La Massoneria Femminile e la Tradizione Scozzese

Il ruolo della donna nella Massoneria

Storicamente, la presenza femminile nel mondo massonico è stata spesso oggetto di pregiudizi, alimentati dalla scarsa visibilità di alcune realtà. Tuttavia, la Massoneria femminile vanta una tradizione secolare, nata dall'esigenza di offrire alle donne un percorso di iniziazione non dissimile da quello maschile. Secondo la simbologia massonica, questa realtà viene definita "fase lunare", in contrapposizione alla "fase solare" maschile, completando così l'universo simbolico dell'Ordine.

Già nel Settecento, in Francia e Germania, si costituirono società androgine e proto-massoniche come l'Ordine delle Mopse e l'Ordine dei Cavalieri e delle Cavalieri della Rosa. In Italia, le prime testimonianze risalgono all'Ottocento nel napoletano. Figure come Elizabeth Aldworth, nota come "the lady freemason", rappresentano i pionieri di questo percorso che oggi è visto da molti come una possibile chiave per una rigenerazione progressista della Massoneria Universale.

schema illustrativo della dualità solare-lunare nel simbolismo massonico

La Gran Loggia Italiana Scozzese Femminile

Nel contesto contemporaneo, una realtà di spicco è rappresentata dalla Gran Loggia Italiana Scozzese Femminile, guidata dalla Serenissima e Potentissima Sorella Elisabetta Fatima Porchia. Questa istituzione, riconosciuta e distinta da realtà paramassoniche, opera con dedizione in un percorso parallelo a quello maschile del Grande Oriente Italiano - Obbedienza di Piazza del Gesù.

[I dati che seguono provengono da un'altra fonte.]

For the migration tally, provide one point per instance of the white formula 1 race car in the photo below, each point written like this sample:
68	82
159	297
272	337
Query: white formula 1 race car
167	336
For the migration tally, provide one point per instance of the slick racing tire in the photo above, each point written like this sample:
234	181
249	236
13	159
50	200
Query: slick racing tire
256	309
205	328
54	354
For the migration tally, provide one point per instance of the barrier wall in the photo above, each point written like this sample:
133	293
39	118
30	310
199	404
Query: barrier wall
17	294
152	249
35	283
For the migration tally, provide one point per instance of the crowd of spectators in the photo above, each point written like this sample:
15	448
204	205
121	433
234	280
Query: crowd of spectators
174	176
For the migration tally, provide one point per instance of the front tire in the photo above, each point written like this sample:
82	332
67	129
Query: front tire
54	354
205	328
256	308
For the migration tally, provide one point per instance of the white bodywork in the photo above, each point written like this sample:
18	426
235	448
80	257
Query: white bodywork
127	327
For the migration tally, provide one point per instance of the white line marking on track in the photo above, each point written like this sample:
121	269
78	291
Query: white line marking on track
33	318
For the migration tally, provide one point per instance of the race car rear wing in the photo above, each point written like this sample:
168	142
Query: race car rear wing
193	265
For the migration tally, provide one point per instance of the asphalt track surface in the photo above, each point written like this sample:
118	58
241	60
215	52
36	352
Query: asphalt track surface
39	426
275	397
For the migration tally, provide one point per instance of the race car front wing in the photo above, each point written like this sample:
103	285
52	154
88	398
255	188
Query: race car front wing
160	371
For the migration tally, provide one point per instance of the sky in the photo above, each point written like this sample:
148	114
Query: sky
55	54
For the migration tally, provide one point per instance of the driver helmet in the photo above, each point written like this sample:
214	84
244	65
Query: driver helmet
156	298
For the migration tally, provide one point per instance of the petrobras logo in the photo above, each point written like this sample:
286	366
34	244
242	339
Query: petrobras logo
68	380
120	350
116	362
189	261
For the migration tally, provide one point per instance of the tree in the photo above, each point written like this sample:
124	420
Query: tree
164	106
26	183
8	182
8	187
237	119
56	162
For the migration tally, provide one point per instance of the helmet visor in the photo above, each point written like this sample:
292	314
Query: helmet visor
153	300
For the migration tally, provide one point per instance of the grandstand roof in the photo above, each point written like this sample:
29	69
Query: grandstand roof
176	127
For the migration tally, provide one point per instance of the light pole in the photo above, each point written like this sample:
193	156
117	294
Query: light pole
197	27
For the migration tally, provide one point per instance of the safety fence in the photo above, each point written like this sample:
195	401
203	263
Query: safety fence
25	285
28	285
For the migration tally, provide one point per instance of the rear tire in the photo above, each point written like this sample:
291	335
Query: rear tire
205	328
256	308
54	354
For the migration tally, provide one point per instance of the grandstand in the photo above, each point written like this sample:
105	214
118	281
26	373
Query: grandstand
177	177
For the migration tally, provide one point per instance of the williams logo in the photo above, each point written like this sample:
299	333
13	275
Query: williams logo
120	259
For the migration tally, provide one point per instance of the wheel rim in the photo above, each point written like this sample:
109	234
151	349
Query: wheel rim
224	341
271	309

Il lavoro delle sorelle, caratterizzato da un forte spirito di coesione, è stato più volte lodato dalle alte cariche dell'Obbedienza maschile, sottolineando come sia necessario abbandonare le disparità di genere per convergere verso una visione unitaria. Recentemente, durante i lavori della Gran Loggia, è stata ribadita l'importanza del contributo femminile attraverso messaggi e interventi che hanno ispirato i presenti, evidenziando il valore dello Scozzesismo come pilastro comune.

Eventi e Collaborazioni

Le cerimonie ufficiali, come la Gran Loggia annuale, vedono spesso la partecipazione congiunta di delegazioni maschili e femminili, suggellando protocolli di amicizia e riconoscimento. In tali occasioni, la presenza delle alte cariche femminili - tra cui la Gran Maestra Vicaria E. Pulitanò e le Gran Maestre Aggiunte L. Pesiri e V. Incalzi Boscarelli - sottolinea l'importanza del lavoro spirituale condiviso.

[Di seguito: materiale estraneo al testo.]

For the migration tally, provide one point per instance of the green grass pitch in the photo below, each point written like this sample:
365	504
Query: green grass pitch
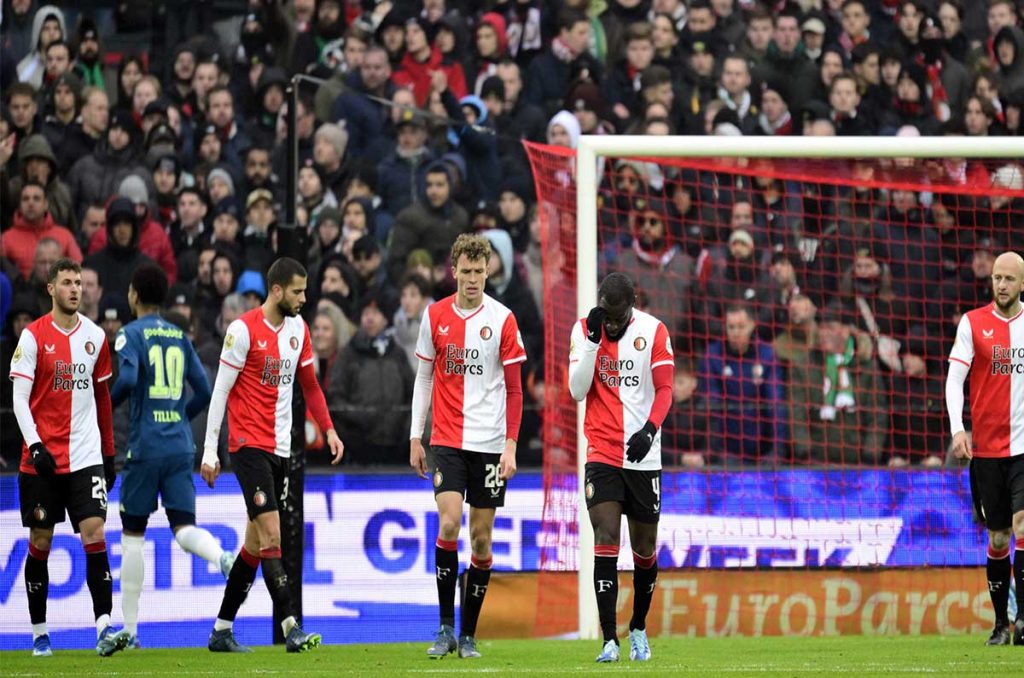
958	655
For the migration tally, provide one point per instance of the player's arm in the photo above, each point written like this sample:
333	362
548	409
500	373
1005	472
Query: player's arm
961	358
232	361
422	391
513	353
583	357
101	374
200	385
315	401
127	369
663	370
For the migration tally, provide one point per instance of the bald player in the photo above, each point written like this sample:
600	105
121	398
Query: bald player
989	347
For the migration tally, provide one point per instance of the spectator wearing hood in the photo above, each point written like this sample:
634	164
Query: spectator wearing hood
118	260
786	61
369	387
330	144
38	164
400	174
1009	48
33	223
489	47
153	240
656	264
514	199
565	59
476	141
81	136
423	66
433	223
366	119
47	26
96	177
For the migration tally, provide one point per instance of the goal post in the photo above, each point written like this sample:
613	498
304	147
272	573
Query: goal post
591	149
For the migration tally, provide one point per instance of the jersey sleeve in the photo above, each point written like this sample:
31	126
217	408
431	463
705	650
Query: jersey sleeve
425	342
236	348
660	351
23	364
306	356
963	350
512	348
102	370
127	350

La cooperazione tra il Grande Oriente Italiano e la Gran Loggia Italiana Scozzese Femminile si manifesta anche attraverso l'inaugurazione di nuove case massoniche, luoghi in cui la ricerca filosofica e l'elevazione interiore diventano l'obiettivo primario, superando le logiche di protagonismo in favore di un impegno collettivo e responsabile.

LA MASSONERIA SPIEGATA AI PROFANI

Evoluzione storica delle Obbedienze Femminili

La storia dell'iniziazione femminile in Italia è complessa e ricca di tappe fondamentali:

  • 1912: Nascita di una Gran Loggia Femminile sotto l'egida del Rito Simbolico Italiano.
  • 1956: Fondazione della R.·.L.·. "Teresa Confalonieri" a Napoli, la cui bolla è conservata presso la Serenissima Gran Loggia Nazionale.
  • Anni '70-'80: Costituzione di diverse comunioni femminili, tra cui quella ispirata da Giuseppe Miceli Crimi a Palermo.
  • Oggi: Il consolidamento di realtà come la Gran Loggia Massonica Femminile d'Italia, guidata da figure come Linda Leuci, a testimonianza di una continuità di intenti.